High Costs Hit Bounty Fresh

PHILIPPINES - Poultry company, Bounty Fresh is reported to be preparing to announce losses for the first half of the financial year.
calendar icon 16 May 2011
clock icon 3 minute read

The Bounty Fresh group of companies expects to record a net loss in the first half as its two units reel from high costs of chicken feed and other inputs, its top executive said.

Business World Online reports Tennyson G. Chen, president and chief executive of the Bounty Fresh Group, saying last week: "We are in a difficult situation now. We hope in the second half, we will be able to recoup our losses."

The group is composed of Bounty Agro Ventures, Inc. and Bounty Fresh Food, Inc.

Last year, the company posted 10 billion pesos (PHP) in sales partly due to higher demand induced by election spending, up from more than PHP9 billion in the previous year.

But this year, Mr Chen said higher prices of commodities like oil, soybean, wheat and corn have hurt margins.

The wholesale price of yellow corn, the main ingredient for animal feed, for instance averaged PHP15.22 per kilo in the last month of the first quarter, up 6.2 per cent from the same period in 2010, according to data from the Bureau of Agricultural Statistics.

Yellow corn prices have eased to PHP14.54 per kilo as of the first week of May.

Gasoline prices have meanwhile gone up by PHP9.75 per litre from the start of the year to PHP58.35 as of Friday (13 May), data from the Energy department show.

"We hope we can catch up. We try to control costs," Mr Chen said.
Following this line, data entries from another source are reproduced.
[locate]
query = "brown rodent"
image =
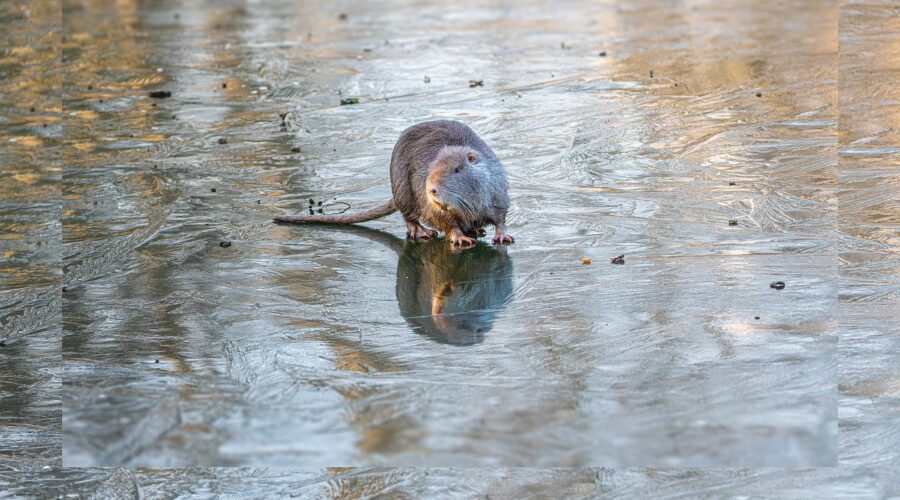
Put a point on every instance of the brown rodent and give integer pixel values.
(444, 175)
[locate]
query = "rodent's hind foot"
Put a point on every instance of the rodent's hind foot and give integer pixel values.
(503, 239)
(458, 239)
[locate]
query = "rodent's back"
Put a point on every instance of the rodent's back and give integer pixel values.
(416, 149)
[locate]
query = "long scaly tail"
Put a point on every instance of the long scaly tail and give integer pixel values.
(378, 212)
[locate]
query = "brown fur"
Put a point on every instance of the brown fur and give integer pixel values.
(444, 175)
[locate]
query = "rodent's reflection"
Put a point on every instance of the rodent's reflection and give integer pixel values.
(452, 297)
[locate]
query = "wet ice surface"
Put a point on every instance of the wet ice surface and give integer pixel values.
(336, 482)
(30, 334)
(869, 224)
(310, 346)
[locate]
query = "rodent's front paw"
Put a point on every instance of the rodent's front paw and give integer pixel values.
(459, 240)
(503, 239)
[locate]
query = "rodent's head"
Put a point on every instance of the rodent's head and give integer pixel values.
(456, 180)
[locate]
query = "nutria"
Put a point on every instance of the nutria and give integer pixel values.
(444, 175)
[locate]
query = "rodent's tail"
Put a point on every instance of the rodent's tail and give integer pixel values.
(378, 212)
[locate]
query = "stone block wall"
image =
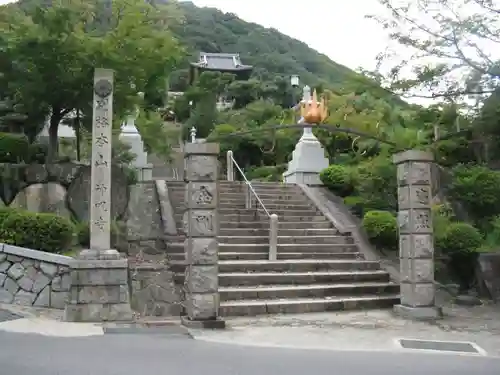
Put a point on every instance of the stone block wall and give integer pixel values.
(33, 278)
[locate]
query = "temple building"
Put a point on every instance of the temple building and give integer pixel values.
(220, 62)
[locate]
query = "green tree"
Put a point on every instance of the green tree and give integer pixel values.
(454, 44)
(55, 49)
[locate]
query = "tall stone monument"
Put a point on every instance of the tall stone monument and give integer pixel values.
(308, 158)
(416, 242)
(201, 224)
(131, 136)
(99, 290)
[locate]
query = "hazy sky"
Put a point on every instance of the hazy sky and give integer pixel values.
(338, 28)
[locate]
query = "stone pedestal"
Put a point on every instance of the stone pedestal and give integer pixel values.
(131, 136)
(99, 291)
(416, 242)
(99, 276)
(308, 160)
(201, 224)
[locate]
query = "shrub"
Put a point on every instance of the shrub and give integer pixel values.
(460, 242)
(355, 204)
(4, 214)
(13, 148)
(381, 228)
(459, 238)
(477, 188)
(492, 241)
(45, 232)
(37, 153)
(376, 183)
(337, 178)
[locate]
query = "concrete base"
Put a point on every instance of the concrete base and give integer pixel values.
(203, 324)
(419, 313)
(99, 288)
(308, 160)
(303, 178)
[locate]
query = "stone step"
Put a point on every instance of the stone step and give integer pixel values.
(178, 264)
(306, 291)
(295, 278)
(281, 232)
(179, 257)
(264, 197)
(288, 202)
(296, 265)
(289, 225)
(280, 213)
(270, 206)
(262, 218)
(283, 256)
(311, 217)
(303, 305)
(264, 248)
(311, 240)
(299, 248)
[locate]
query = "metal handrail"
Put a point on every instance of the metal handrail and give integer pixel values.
(273, 218)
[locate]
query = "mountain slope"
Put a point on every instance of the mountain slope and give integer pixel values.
(269, 51)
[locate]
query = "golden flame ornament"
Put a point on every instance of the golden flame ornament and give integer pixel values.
(314, 112)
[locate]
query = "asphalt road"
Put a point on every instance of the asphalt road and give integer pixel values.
(124, 354)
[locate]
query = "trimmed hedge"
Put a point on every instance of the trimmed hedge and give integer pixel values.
(381, 228)
(461, 242)
(45, 232)
(13, 148)
(337, 178)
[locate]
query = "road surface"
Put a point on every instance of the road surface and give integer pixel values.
(143, 354)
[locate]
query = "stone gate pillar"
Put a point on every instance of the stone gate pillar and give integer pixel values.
(201, 224)
(99, 275)
(416, 242)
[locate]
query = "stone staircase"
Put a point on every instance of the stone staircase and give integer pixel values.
(317, 269)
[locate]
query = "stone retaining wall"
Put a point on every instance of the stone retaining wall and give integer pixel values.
(33, 278)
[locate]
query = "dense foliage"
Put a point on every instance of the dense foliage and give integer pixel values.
(45, 232)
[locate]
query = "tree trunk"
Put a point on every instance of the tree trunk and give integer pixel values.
(55, 119)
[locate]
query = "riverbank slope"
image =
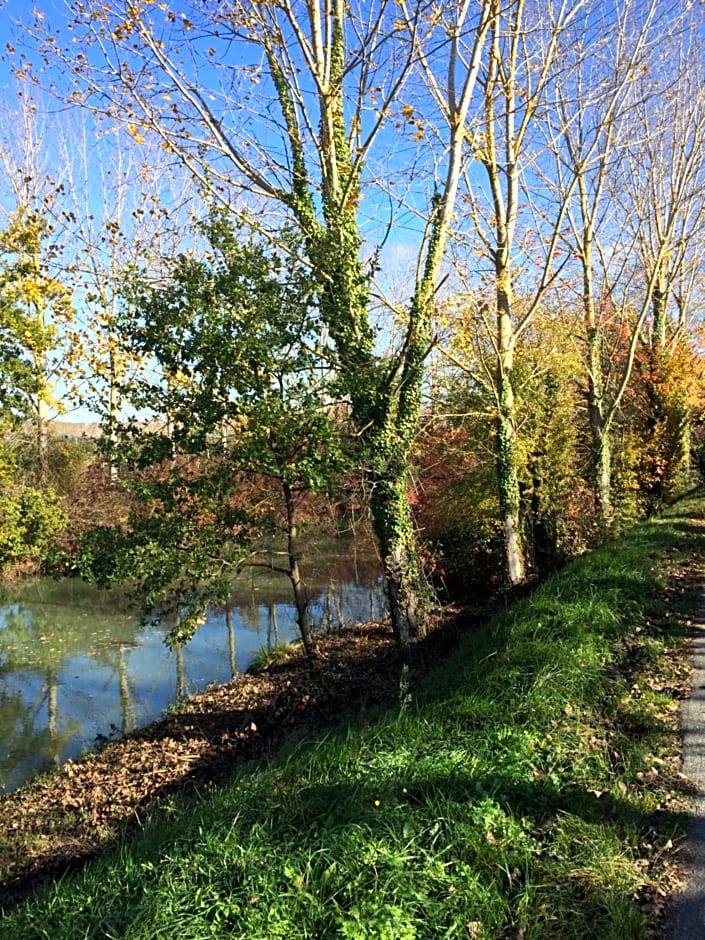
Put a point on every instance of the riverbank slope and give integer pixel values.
(528, 787)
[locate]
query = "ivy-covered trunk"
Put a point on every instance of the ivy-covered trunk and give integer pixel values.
(508, 483)
(294, 572)
(393, 524)
(599, 429)
(506, 447)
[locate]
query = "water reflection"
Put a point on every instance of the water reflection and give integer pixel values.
(75, 668)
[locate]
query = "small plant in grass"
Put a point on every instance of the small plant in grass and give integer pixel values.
(273, 656)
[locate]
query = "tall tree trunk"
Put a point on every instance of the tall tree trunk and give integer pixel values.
(599, 429)
(506, 447)
(294, 571)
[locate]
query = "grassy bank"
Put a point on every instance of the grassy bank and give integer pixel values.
(528, 788)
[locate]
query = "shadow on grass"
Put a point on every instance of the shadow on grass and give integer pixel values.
(613, 585)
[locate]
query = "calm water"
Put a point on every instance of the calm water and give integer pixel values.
(76, 668)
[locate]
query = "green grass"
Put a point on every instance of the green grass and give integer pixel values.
(526, 789)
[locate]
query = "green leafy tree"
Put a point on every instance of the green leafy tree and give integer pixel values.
(250, 429)
(321, 84)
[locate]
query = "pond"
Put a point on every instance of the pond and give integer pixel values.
(77, 667)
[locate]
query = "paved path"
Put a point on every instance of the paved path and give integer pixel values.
(689, 909)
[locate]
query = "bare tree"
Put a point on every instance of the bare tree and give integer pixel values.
(31, 258)
(287, 103)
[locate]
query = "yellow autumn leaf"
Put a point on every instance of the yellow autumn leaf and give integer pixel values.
(135, 132)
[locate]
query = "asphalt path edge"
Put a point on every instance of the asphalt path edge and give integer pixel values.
(688, 915)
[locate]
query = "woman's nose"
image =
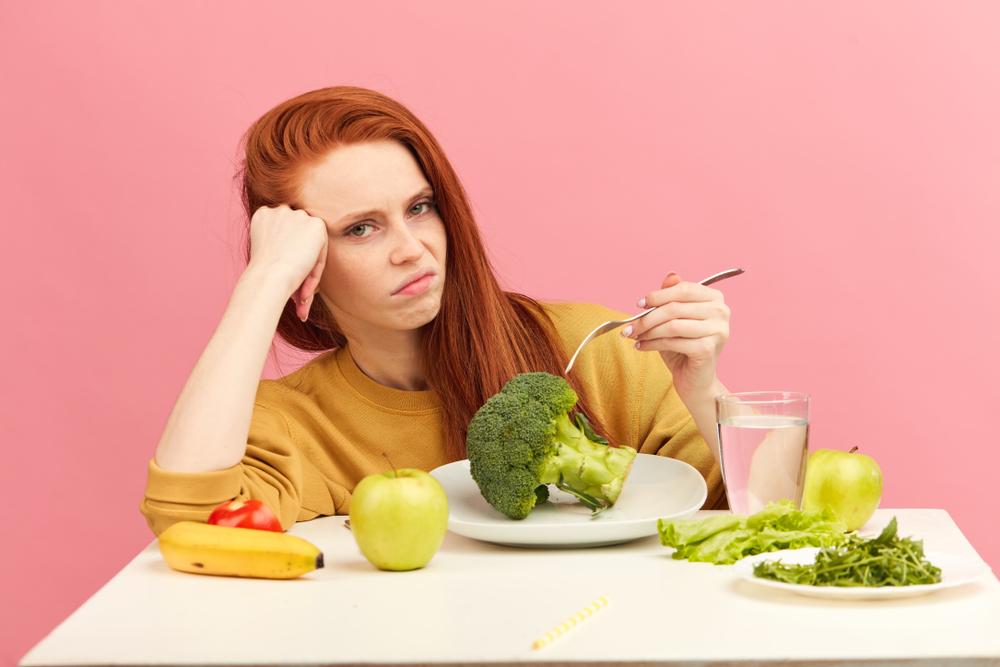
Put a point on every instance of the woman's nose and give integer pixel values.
(408, 247)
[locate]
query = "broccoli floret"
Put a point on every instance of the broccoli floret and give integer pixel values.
(526, 437)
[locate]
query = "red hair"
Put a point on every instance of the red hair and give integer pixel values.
(482, 336)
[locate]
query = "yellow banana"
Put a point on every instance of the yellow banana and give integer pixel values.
(202, 548)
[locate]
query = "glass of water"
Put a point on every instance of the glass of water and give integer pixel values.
(764, 443)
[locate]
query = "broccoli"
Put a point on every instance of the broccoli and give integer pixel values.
(525, 437)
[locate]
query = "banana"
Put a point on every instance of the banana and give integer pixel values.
(202, 548)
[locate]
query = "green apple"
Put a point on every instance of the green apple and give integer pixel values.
(848, 483)
(399, 518)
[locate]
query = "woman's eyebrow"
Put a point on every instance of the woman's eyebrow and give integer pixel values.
(424, 192)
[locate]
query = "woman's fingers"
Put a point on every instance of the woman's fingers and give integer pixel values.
(684, 291)
(685, 329)
(697, 310)
(691, 347)
(307, 291)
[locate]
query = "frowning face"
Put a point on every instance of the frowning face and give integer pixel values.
(384, 229)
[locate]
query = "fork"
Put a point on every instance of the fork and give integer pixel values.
(611, 325)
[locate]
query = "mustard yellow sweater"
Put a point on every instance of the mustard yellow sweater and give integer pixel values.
(319, 430)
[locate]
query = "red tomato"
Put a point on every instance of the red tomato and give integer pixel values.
(245, 514)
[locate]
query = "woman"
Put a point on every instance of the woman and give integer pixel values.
(362, 245)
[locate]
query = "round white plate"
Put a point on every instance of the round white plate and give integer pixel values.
(956, 570)
(657, 487)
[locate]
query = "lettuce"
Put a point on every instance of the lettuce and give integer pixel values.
(723, 539)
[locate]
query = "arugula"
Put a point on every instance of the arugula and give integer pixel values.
(725, 538)
(886, 560)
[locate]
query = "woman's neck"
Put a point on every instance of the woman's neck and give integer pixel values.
(393, 360)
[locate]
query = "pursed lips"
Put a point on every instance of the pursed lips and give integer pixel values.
(418, 278)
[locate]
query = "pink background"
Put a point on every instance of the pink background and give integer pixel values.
(847, 155)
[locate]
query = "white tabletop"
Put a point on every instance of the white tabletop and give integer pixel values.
(481, 603)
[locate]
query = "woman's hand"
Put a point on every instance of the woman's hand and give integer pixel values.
(689, 327)
(293, 243)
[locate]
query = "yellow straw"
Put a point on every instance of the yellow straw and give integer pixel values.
(570, 622)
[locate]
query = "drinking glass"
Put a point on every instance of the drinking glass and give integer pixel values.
(764, 443)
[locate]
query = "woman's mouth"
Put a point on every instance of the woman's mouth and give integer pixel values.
(417, 286)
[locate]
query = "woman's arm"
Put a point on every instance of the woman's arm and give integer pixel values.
(701, 405)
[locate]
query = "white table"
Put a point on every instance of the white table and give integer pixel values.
(479, 603)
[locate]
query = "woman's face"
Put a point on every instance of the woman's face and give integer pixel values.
(383, 229)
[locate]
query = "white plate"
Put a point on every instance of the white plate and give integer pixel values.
(657, 487)
(956, 570)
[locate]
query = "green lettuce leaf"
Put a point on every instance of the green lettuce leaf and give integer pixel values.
(725, 538)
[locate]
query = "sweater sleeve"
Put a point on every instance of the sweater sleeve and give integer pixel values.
(667, 428)
(273, 470)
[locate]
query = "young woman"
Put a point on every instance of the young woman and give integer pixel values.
(362, 245)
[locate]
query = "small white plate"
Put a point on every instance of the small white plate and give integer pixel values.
(956, 570)
(657, 487)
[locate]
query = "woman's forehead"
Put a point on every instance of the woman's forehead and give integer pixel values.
(361, 177)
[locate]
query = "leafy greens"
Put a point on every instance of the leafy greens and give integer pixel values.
(886, 560)
(725, 538)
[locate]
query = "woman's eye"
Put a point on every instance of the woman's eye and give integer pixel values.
(351, 230)
(428, 203)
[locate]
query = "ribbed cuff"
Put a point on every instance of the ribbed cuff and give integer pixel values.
(192, 488)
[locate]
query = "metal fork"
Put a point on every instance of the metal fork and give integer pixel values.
(610, 325)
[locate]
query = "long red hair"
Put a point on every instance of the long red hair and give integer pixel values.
(482, 335)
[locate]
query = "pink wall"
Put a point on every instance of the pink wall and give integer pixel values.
(847, 156)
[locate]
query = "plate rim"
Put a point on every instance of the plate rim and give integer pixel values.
(744, 570)
(520, 527)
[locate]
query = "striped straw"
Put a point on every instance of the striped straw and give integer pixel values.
(570, 622)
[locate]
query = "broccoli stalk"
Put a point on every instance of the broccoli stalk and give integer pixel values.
(586, 467)
(527, 436)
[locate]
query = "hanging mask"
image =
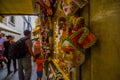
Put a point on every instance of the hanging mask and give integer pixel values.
(71, 6)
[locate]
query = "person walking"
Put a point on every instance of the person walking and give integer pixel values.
(24, 64)
(10, 52)
(6, 45)
(39, 59)
(1, 49)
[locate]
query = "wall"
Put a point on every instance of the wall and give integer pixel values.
(103, 61)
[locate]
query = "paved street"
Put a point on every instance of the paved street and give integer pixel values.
(3, 73)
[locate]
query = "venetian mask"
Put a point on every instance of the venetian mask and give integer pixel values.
(71, 6)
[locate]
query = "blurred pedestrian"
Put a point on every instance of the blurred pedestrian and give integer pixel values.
(6, 45)
(1, 49)
(24, 64)
(9, 54)
(39, 59)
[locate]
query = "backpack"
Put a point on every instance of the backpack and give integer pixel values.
(19, 49)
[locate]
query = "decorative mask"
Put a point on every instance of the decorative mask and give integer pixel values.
(71, 6)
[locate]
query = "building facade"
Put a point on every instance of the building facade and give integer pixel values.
(15, 25)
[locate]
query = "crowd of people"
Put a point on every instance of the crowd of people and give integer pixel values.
(24, 64)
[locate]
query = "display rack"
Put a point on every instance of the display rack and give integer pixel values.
(60, 70)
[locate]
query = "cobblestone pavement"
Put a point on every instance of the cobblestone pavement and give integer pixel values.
(12, 76)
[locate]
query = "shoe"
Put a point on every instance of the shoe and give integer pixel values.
(9, 73)
(15, 70)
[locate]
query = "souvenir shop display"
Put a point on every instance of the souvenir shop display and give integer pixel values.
(70, 37)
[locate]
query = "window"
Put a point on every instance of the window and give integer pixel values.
(12, 19)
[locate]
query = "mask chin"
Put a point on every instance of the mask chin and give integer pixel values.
(70, 9)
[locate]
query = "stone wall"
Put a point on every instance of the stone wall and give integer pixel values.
(103, 61)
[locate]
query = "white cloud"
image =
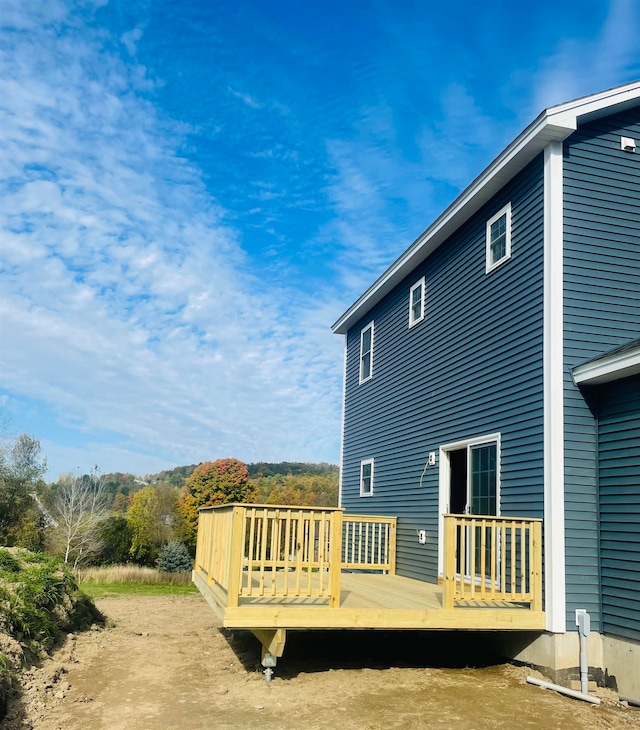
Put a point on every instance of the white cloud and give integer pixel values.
(128, 307)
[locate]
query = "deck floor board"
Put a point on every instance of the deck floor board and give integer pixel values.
(369, 600)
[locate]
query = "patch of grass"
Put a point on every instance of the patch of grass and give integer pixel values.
(114, 590)
(135, 574)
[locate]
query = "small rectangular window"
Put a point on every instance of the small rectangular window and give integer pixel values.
(366, 353)
(416, 302)
(366, 478)
(498, 245)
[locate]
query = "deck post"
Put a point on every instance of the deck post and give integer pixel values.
(235, 557)
(536, 553)
(449, 562)
(335, 559)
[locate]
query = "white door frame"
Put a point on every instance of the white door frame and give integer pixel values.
(444, 474)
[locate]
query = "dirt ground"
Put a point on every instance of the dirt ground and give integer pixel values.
(165, 662)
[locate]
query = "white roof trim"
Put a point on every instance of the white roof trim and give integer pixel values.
(608, 368)
(553, 124)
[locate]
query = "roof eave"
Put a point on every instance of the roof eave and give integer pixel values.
(512, 159)
(552, 125)
(607, 369)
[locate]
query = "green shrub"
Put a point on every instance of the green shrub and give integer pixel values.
(174, 558)
(8, 563)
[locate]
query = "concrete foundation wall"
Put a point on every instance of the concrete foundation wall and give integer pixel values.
(622, 663)
(614, 662)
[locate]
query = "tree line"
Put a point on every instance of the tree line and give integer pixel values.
(101, 519)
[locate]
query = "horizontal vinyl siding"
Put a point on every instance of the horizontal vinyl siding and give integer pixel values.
(619, 477)
(601, 311)
(472, 367)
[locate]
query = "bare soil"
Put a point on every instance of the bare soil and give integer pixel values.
(165, 662)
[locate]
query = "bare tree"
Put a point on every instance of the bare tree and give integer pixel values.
(80, 503)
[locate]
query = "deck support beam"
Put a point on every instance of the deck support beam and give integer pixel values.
(272, 641)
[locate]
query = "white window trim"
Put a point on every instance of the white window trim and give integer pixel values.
(421, 283)
(362, 492)
(444, 478)
(503, 211)
(362, 331)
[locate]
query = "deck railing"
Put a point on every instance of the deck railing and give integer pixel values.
(489, 559)
(369, 543)
(260, 551)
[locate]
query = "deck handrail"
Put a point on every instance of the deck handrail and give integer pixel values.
(490, 558)
(260, 551)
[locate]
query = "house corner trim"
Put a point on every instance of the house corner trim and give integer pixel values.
(554, 521)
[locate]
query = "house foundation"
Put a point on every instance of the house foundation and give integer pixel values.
(614, 662)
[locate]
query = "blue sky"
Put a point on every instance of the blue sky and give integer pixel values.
(192, 193)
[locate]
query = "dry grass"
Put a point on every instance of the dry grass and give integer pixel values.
(131, 574)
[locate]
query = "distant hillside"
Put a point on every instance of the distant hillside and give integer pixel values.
(293, 468)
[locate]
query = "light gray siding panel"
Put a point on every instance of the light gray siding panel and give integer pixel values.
(601, 311)
(619, 471)
(472, 367)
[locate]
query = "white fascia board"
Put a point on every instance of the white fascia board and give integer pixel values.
(552, 125)
(608, 369)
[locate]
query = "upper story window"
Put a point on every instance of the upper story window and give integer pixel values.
(366, 478)
(366, 353)
(416, 302)
(499, 238)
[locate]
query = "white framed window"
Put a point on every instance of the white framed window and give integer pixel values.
(366, 353)
(366, 478)
(416, 302)
(499, 238)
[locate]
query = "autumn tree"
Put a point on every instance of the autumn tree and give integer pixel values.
(211, 483)
(144, 518)
(21, 469)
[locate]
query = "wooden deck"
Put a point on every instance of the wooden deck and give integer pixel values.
(369, 601)
(271, 569)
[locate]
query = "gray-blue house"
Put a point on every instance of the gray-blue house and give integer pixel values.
(494, 368)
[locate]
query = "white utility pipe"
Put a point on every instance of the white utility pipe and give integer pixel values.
(564, 690)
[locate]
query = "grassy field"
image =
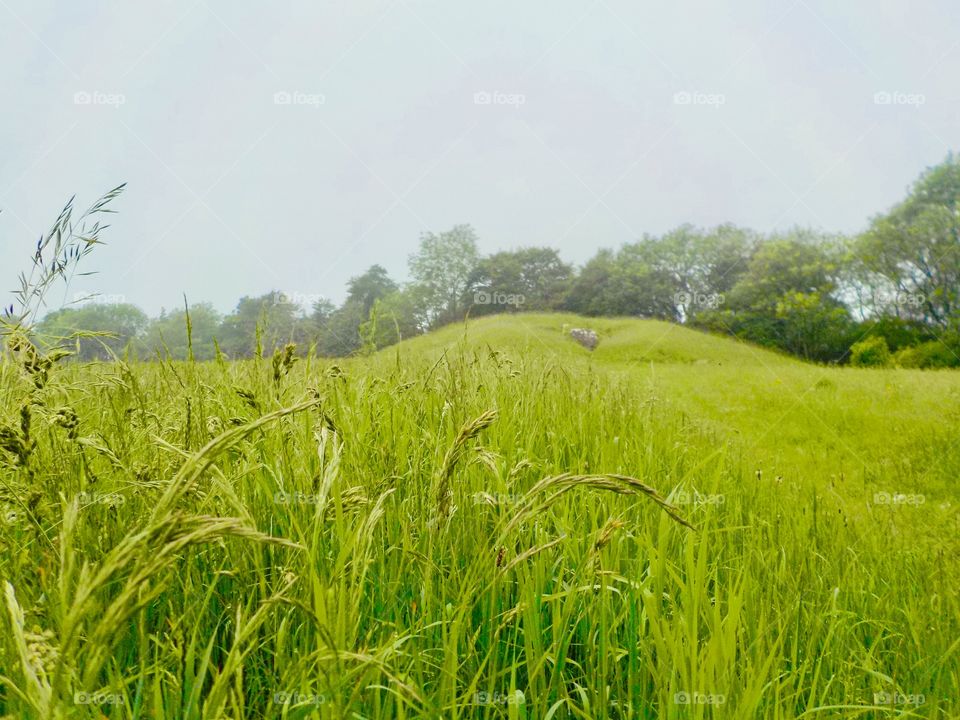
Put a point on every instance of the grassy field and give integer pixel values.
(488, 521)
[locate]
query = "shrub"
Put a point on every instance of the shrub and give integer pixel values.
(933, 354)
(872, 352)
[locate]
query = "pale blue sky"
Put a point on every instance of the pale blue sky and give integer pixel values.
(605, 120)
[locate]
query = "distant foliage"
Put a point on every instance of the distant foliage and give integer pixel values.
(872, 352)
(808, 293)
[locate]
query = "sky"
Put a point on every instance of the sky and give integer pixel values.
(289, 146)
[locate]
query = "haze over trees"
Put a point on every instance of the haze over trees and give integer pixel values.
(809, 293)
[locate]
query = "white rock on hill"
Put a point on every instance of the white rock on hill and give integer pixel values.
(587, 338)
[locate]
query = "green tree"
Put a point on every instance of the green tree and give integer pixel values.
(910, 256)
(277, 320)
(510, 281)
(441, 270)
(117, 325)
(786, 298)
(168, 333)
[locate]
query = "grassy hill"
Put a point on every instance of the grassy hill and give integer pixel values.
(791, 419)
(488, 521)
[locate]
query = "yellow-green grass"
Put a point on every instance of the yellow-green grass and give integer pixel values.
(461, 520)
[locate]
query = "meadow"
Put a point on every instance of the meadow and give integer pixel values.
(486, 521)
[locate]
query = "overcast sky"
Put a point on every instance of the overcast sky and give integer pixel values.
(289, 145)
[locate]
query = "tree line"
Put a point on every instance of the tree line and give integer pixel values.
(888, 295)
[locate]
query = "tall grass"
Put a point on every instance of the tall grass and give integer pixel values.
(477, 534)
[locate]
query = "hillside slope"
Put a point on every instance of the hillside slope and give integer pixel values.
(790, 419)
In the long run, the company is banking on growth in the provinces to increase sales.

Mr Chen added: "As consumers in the provinces get richer, they will buy more chicken. Eventually over time, the provinces will also have better income and more ability to buy chicken."

Bounty Fresh expects to end the year with 1,500 'Chooks-to-go' branches which retail roast chicken from the current 1,100 stores, Mr Chen added.

The Bounty Fresh Group was founded in 1993, dressing 1,000 chickens per day, reports Business World Online, and now processes 6,000 birds per hour.